We primarily use the version where we explicitly mention the frames files (row `images` and supplying `frames_dir`). If you would like to use the original processor's preporcessing step of the videos, supply the `video_dir` and it should automatically use that instead.

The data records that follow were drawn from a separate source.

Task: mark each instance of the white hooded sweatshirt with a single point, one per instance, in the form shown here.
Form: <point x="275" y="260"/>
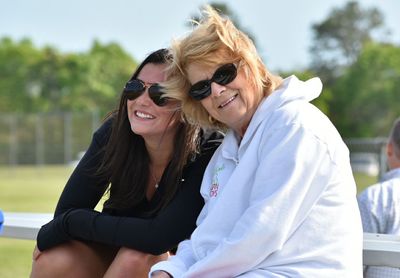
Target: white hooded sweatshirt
<point x="279" y="203"/>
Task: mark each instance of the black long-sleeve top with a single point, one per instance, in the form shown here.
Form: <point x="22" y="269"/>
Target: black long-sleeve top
<point x="75" y="217"/>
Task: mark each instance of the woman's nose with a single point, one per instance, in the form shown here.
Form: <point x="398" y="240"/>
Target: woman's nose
<point x="217" y="89"/>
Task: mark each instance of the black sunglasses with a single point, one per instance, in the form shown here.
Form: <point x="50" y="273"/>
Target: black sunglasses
<point x="223" y="75"/>
<point x="135" y="87"/>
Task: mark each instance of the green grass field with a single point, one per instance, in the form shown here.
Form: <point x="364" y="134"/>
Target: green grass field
<point x="26" y="189"/>
<point x="36" y="189"/>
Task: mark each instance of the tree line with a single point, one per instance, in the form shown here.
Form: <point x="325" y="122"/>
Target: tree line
<point x="351" y="52"/>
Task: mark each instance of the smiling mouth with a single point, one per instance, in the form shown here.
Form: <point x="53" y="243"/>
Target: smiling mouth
<point x="229" y="100"/>
<point x="142" y="115"/>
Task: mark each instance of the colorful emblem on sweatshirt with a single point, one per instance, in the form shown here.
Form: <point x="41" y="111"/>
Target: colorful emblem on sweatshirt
<point x="215" y="183"/>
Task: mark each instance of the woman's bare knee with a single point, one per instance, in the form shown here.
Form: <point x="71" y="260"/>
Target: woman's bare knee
<point x="72" y="259"/>
<point x="132" y="263"/>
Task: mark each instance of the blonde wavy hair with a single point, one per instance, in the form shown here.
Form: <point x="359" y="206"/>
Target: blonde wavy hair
<point x="214" y="41"/>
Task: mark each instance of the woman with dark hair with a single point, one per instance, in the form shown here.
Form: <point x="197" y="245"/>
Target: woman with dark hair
<point x="151" y="160"/>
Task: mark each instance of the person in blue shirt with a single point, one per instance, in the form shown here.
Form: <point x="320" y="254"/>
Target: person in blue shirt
<point x="380" y="203"/>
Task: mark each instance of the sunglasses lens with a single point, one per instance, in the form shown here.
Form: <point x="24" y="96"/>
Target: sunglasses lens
<point x="133" y="89"/>
<point x="225" y="74"/>
<point x="200" y="90"/>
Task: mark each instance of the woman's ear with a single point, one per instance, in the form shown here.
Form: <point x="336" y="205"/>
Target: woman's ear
<point x="389" y="149"/>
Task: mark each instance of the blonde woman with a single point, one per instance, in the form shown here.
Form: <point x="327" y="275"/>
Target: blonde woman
<point x="280" y="198"/>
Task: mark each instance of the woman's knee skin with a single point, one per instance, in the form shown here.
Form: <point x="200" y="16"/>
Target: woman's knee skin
<point x="73" y="259"/>
<point x="132" y="263"/>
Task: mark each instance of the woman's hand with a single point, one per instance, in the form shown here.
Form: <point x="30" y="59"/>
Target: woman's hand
<point x="36" y="253"/>
<point x="160" y="274"/>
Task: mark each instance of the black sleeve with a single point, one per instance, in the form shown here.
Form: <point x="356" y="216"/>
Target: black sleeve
<point x="154" y="235"/>
<point x="83" y="190"/>
<point x="150" y="235"/>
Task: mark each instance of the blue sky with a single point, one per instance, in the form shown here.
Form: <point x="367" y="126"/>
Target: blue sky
<point x="282" y="28"/>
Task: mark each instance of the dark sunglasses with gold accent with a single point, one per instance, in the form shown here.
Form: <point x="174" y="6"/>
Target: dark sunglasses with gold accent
<point x="136" y="87"/>
<point x="222" y="76"/>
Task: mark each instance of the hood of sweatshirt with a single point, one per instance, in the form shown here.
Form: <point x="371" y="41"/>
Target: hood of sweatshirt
<point x="291" y="89"/>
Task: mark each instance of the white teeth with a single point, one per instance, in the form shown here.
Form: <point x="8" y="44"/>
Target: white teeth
<point x="227" y="102"/>
<point x="143" y="115"/>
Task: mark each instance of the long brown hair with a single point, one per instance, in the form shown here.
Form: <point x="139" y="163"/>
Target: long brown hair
<point x="126" y="160"/>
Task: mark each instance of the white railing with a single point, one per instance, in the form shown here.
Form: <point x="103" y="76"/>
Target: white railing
<point x="378" y="249"/>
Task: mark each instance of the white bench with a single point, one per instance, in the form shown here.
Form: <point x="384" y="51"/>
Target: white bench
<point x="23" y="225"/>
<point x="378" y="249"/>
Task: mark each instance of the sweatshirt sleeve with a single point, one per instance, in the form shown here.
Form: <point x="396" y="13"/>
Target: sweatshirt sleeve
<point x="289" y="179"/>
<point x="154" y="235"/>
<point x="372" y="210"/>
<point x="83" y="190"/>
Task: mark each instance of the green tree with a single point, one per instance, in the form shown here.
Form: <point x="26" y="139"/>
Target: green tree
<point x="16" y="62"/>
<point x="45" y="80"/>
<point x="366" y="98"/>
<point x="339" y="38"/>
<point x="104" y="71"/>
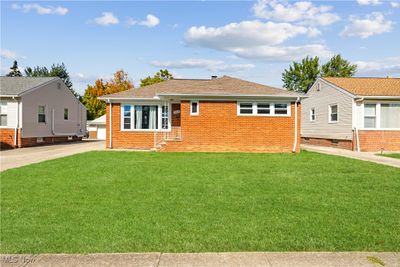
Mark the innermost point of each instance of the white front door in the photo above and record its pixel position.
(101, 132)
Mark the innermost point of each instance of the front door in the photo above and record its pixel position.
(175, 115)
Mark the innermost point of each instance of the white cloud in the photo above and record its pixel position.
(372, 24)
(369, 2)
(41, 10)
(304, 12)
(395, 4)
(151, 21)
(208, 64)
(383, 67)
(282, 53)
(257, 40)
(7, 54)
(245, 33)
(106, 19)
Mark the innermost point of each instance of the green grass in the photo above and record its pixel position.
(195, 202)
(391, 155)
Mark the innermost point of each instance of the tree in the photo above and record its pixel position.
(14, 70)
(338, 67)
(301, 76)
(95, 107)
(160, 76)
(56, 70)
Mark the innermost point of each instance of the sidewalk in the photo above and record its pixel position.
(268, 259)
(367, 156)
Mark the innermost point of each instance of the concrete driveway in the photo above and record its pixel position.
(24, 156)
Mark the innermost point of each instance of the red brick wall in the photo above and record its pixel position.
(344, 144)
(7, 136)
(377, 140)
(217, 128)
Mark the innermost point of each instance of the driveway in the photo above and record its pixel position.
(25, 156)
(367, 156)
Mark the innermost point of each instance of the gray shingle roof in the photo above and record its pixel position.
(18, 85)
(224, 86)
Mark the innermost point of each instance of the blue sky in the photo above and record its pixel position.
(253, 40)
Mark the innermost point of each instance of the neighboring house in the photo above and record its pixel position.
(353, 113)
(218, 114)
(39, 111)
(97, 128)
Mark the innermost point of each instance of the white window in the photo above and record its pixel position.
(246, 108)
(127, 117)
(370, 116)
(42, 114)
(66, 114)
(333, 113)
(194, 107)
(164, 117)
(312, 114)
(263, 108)
(390, 116)
(3, 112)
(144, 117)
(281, 109)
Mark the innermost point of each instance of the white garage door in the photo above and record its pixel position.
(101, 132)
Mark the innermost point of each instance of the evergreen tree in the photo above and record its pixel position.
(14, 70)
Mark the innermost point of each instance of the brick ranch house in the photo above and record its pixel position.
(361, 114)
(218, 114)
(37, 111)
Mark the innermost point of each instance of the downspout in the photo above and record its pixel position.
(295, 125)
(110, 145)
(54, 131)
(16, 126)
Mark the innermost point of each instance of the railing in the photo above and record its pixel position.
(160, 138)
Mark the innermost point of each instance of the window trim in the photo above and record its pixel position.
(330, 113)
(44, 113)
(271, 107)
(378, 116)
(159, 112)
(66, 109)
(191, 108)
(311, 114)
(4, 114)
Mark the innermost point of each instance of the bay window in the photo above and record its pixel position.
(145, 117)
(369, 115)
(263, 109)
(3, 112)
(381, 115)
(390, 116)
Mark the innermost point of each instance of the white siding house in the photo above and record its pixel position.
(39, 111)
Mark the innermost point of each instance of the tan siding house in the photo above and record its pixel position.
(353, 113)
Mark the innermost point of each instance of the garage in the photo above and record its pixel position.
(97, 128)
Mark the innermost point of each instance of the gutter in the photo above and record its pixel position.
(295, 125)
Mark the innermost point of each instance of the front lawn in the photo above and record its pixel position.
(391, 155)
(193, 202)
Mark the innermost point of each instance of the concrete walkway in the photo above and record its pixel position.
(367, 156)
(24, 156)
(276, 259)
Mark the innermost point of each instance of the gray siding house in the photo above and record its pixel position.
(39, 110)
(353, 113)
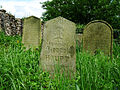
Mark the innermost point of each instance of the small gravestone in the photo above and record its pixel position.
(59, 49)
(31, 32)
(79, 39)
(98, 35)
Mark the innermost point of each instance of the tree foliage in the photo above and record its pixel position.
(84, 11)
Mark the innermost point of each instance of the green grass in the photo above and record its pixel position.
(19, 69)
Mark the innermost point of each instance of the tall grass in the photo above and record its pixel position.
(19, 69)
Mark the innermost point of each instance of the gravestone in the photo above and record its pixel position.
(59, 46)
(98, 35)
(31, 32)
(79, 39)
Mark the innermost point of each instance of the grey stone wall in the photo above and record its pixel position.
(9, 24)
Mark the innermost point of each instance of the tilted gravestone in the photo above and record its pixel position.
(79, 39)
(59, 47)
(98, 35)
(31, 32)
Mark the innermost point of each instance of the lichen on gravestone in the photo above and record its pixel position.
(31, 32)
(59, 48)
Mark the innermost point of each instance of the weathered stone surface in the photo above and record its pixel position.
(98, 34)
(79, 39)
(31, 32)
(9, 24)
(59, 46)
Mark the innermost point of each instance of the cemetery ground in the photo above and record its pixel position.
(19, 69)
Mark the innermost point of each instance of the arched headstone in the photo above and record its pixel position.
(59, 46)
(98, 34)
(31, 32)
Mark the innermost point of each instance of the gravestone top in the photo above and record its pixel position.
(98, 34)
(31, 32)
(59, 46)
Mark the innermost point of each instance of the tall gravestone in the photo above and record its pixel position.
(31, 32)
(59, 47)
(98, 35)
(79, 39)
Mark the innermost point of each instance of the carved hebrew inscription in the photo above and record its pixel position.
(31, 32)
(58, 45)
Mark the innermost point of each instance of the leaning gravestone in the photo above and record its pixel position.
(98, 34)
(31, 32)
(59, 46)
(79, 39)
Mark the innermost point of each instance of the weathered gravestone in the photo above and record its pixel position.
(59, 47)
(79, 39)
(31, 32)
(98, 35)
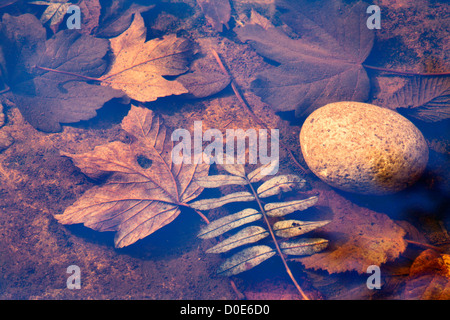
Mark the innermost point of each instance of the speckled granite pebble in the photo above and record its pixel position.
(362, 148)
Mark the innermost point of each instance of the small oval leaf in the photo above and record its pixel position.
(219, 181)
(227, 223)
(279, 209)
(282, 183)
(245, 260)
(208, 204)
(247, 235)
(302, 247)
(293, 228)
(230, 165)
(263, 171)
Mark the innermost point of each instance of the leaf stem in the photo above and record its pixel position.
(266, 220)
(406, 73)
(198, 212)
(249, 109)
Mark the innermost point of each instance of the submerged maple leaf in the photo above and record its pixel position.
(145, 189)
(47, 78)
(139, 66)
(323, 65)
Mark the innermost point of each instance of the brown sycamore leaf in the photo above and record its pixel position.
(360, 237)
(139, 66)
(429, 277)
(145, 188)
(323, 63)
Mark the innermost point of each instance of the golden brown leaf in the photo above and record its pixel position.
(139, 66)
(429, 277)
(359, 237)
(145, 188)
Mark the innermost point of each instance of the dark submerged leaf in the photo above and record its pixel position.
(323, 65)
(48, 98)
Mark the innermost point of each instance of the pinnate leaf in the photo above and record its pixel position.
(229, 222)
(245, 236)
(303, 247)
(424, 98)
(245, 260)
(220, 180)
(293, 228)
(208, 204)
(281, 183)
(280, 209)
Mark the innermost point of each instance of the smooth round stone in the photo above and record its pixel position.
(363, 148)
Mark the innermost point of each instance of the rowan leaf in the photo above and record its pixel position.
(136, 200)
(245, 260)
(293, 228)
(322, 64)
(304, 246)
(280, 209)
(360, 237)
(245, 236)
(281, 183)
(220, 180)
(231, 166)
(263, 171)
(229, 222)
(208, 204)
(139, 67)
(424, 98)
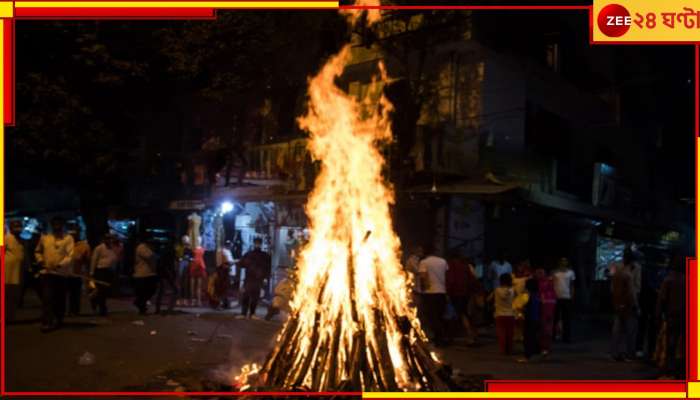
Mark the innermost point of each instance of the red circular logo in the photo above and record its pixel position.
(614, 20)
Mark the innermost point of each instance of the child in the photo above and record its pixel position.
(531, 324)
(505, 317)
(548, 303)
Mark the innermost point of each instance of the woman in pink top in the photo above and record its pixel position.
(548, 300)
(198, 274)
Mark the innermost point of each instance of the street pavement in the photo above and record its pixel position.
(202, 349)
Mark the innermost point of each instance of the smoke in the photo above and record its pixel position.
(373, 14)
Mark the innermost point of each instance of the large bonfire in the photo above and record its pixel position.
(352, 324)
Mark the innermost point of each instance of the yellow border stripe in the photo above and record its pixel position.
(6, 9)
(694, 390)
(526, 395)
(2, 130)
(177, 4)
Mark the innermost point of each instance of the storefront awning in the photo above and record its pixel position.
(465, 187)
(257, 193)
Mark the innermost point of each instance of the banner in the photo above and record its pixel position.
(650, 21)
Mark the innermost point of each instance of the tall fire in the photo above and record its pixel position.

### Running with OmniModel

Example to run:
```bash
accelerate launch src/main.py --do_train \
  --data_dir data/msrvtt_hf_videos \
  --video_dir videos/msrvtt/ --audio_dir audios/msrvtt \
  --dataloader_num_workers 2 \
  --model-type colqwenomni --model_name_or_path Qwen/Qwen2.5-Omni-3B --quantize_4bit \
  --do_peft --lora_r 128 --lora_alpha 128 --lora_dropout 0.1 \
  --lora_target_modules "(.*(model).*(down_proj|gate_proj|up_proj|k_proj|q_proj|v_proj|o_proj).*$|.*(custom_text_proj).*$)" \
  --num_train_epochs 5 --warmup_ratio 0.1 \
  --per_device_train_batch_size 1 --per_device_eval_batch_size 1 \
  --learning_rate ${lr} --optim paged_adamw_8bit \
  --weight_decay 0.01 --logging_steps 1 \
  --save_strategy epoch --eval_strategy no \
  --output_dir msrvtt_omni --overwrite_output_dir --combine_modalities --aggregation_method modality_max
        
```

## Evaluation

### Retrieval

Example command to evaluate a trained model:
```bash
accelerate launch --main_process_port 10086 src/main.py --do_eval \
  --data_dir data/multivent_test_hf --frames_dir <FRAMES_DIR> \
  --dataloader_num_workers 8 \
  --model-type colqwen --model_name_or_path <HF_MODEL_NAME> --quantize_4bit \
  --do_peft --lora_r 128 --lora_alpha 128 --lora_dropout 0.1 \
  --lora_target_modules "(.*(model).*(down_proj|gate_proj|up_proj|k_proj|q_proj|v_proj|o_proj).*$|.*(custom_text_proj).*$)" \
  --num_train_epochs 5 --warmup_ratio 0.1 \
  --per_device_train_batch_size 2 --per_device_eval_batch_size 4 \
  --learning_rate 1e-5 --optim paged_adamw_8bit \
  --weight_decay 0.01 --logging_steps 1 \
  --save_strategy epoch --eval_strategy epoch \
  --output_dir <CHECKPOINT_DIR> \
  --pretrained_peft_model_name_or_path <CHECKPOINT_DIR> --combine_modalities
```
Replace `<FRAMES_DIR>` and `<CHECKPOINT_DIR>` as appropriate.